Linear Functions & Regression

This function is in the following form:

\[F(x)=ax+b\]

This means that finding the best line is finding the combination of $a$ and $b$ which results in the least squares sum.

Applying Least Squares

To minimise we would use the following function:

\[F(a,b)=\sum^n_{k=1}(y_k-ax_k-b)^2\]

Notice that the values $\{\langle x_k,y_k\rangle:1\leq k\leq n\}$ are constants.

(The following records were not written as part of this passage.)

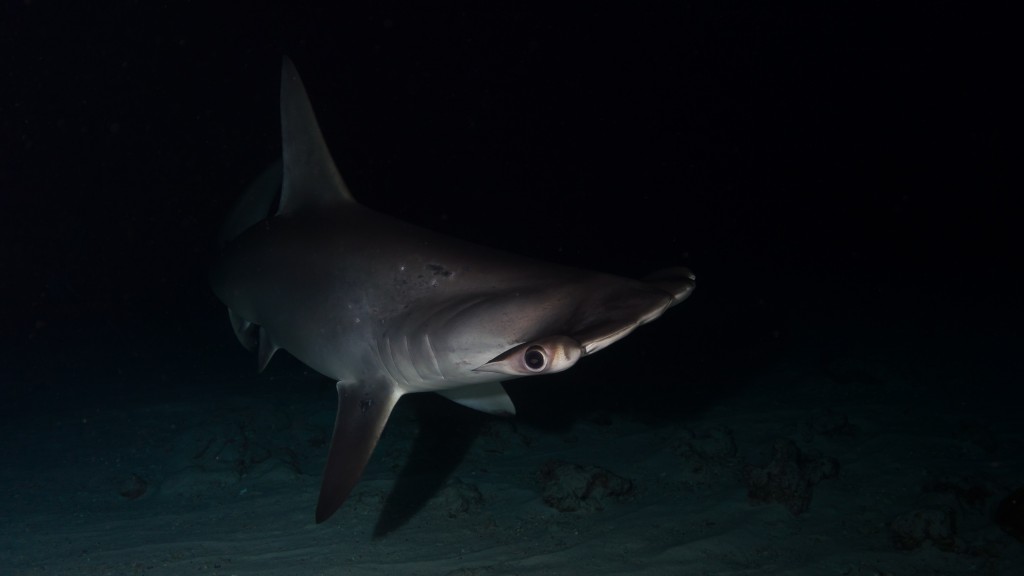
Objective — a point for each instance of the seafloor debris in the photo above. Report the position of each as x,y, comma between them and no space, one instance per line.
911,530
790,478
569,487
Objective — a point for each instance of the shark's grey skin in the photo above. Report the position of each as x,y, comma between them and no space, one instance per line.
386,309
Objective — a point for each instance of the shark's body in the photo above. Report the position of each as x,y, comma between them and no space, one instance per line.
385,307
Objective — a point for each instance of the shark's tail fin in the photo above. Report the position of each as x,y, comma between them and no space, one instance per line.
257,204
677,281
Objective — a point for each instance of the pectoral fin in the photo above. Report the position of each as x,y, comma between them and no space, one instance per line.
363,410
489,398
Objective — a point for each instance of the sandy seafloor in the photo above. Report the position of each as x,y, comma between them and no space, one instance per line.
887,453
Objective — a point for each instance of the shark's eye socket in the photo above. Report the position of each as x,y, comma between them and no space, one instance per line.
535,358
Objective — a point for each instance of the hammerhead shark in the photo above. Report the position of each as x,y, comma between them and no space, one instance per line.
387,309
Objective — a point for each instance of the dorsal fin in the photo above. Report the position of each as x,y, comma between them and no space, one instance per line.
310,178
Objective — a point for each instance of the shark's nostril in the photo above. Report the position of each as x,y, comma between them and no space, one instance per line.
535,359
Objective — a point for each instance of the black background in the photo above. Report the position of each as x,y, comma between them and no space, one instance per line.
811,162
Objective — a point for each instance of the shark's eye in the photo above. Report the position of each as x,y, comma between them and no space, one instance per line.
535,359
543,356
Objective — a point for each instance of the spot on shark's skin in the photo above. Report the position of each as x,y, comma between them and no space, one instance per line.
304,268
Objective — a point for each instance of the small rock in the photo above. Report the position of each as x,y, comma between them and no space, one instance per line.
790,478
911,530
572,487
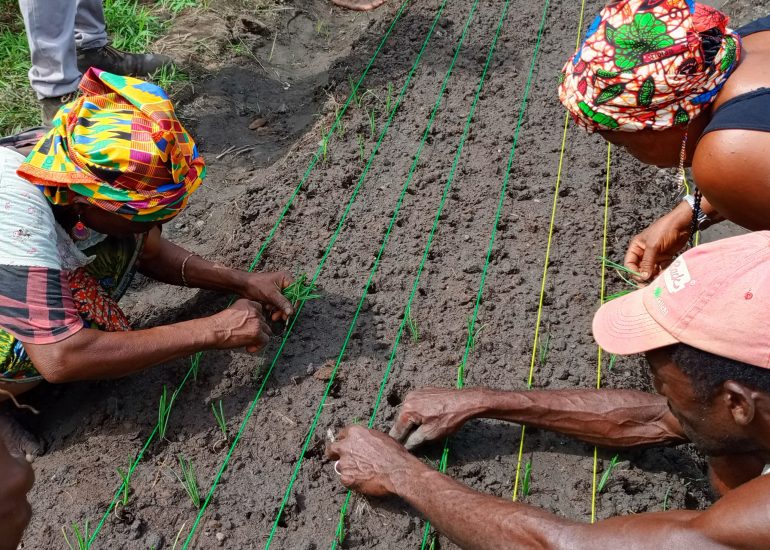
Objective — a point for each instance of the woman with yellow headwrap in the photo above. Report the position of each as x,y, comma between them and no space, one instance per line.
79,216
672,84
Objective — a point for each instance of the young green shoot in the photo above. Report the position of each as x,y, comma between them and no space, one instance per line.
544,348
164,411
219,415
473,332
189,480
301,290
125,487
373,122
525,484
411,325
361,148
389,99
606,475
80,538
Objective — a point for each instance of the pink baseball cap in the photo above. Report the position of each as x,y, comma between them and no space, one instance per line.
715,297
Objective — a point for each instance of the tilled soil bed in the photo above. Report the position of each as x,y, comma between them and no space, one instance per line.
91,429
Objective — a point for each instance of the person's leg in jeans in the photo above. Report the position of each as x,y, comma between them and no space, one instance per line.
50,32
90,30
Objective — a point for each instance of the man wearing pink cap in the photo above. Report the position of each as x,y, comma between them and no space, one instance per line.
702,325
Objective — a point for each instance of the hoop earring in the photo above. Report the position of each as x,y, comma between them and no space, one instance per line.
79,231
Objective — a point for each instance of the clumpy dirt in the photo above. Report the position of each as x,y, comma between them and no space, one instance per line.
295,86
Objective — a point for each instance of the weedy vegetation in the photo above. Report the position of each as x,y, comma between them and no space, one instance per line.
607,473
189,480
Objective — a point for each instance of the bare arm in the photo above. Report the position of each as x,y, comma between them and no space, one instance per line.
609,418
374,464
163,260
92,354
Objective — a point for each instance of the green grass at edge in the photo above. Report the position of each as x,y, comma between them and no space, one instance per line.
131,26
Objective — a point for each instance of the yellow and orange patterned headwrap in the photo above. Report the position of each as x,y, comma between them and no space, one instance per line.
649,64
121,147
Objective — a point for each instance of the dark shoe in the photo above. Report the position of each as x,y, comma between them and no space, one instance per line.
116,61
49,106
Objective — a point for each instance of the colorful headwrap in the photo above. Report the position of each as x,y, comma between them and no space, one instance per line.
649,64
121,147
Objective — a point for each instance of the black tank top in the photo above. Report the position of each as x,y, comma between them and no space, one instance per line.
749,111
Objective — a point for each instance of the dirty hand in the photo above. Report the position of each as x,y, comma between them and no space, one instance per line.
359,5
241,325
15,482
266,288
652,250
434,413
369,461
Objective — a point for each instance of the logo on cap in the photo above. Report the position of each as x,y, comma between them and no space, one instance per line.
677,276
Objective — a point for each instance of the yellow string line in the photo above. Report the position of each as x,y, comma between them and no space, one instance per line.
545,264
601,301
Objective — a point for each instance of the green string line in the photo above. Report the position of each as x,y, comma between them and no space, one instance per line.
195,361
470,339
317,273
603,279
339,533
546,261
383,246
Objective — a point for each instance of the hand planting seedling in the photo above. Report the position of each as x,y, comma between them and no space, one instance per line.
189,480
219,415
300,290
527,478
411,324
607,473
81,537
620,270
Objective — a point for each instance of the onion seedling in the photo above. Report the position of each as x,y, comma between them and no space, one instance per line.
189,480
80,537
361,149
300,290
544,349
607,473
411,324
372,122
164,411
527,478
219,415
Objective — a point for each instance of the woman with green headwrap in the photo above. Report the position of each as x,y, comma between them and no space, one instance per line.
79,216
669,82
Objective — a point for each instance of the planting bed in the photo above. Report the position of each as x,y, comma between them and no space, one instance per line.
92,429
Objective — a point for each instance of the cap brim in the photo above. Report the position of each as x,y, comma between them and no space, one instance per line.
623,326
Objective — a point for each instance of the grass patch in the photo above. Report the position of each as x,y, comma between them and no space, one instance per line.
132,26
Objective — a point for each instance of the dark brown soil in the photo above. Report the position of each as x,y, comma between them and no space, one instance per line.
93,428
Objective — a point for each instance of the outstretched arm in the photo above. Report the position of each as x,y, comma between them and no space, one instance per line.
169,263
374,464
608,418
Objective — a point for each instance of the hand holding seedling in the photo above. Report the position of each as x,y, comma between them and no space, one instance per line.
369,461
429,414
16,479
267,288
654,249
241,325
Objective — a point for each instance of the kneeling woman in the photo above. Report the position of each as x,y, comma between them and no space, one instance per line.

To solve this we use partial differentiation, finding $\left(\frac{\partial F}{\partial a},\frac{\partial F}{\partial b}\right)$, and find the critical points for these.

Best Line Fit Function

From that we find that the best line fit function is:

\[\left(\frac{nW_{xy}-W_xW_y}{nW_{xx}-(W_x)^2}\right)x+\left(\frac{W_{xx}W_y-W_{xy}W_x}{nW_{xx}-(W_x)^2}\right)\]

Where:

\[\begin{aligned} W_x&=\sum^n_{k=1}x_k\\ W_y&=\sum^n_{k=1}y_k\\ W_{xx}&=\sum^n_{k=1}x_k^2\\ W_xy&=\sum^n_{k=1}x_ky_k\\ \end{aligned}\]

Other Functions

Other functions can have the following forms:

  • Powers - $ax^b$
  • Exponentials - $ae^{bx}$
    • Also can be written as $a\exp(bx)$.
  • Logarithms - $a\ln x+b$
  • Linear Rational Functions - $\frac1{ax+b}$

We may also have more than one parameter to optimise:

  • Quadratic Functions - $ax^2+bx+c$

Data Analysis Issues

The functions shown so far require manual selection and thus don’t always exactly match the pairs of data that have been observed.

  • Lagrange interpolation finds the best polynomial to fit a set of data.
  • Trigonometric interpolation finds the best trigonometric curve to fit a set of data.
    • This is useful in signal processing.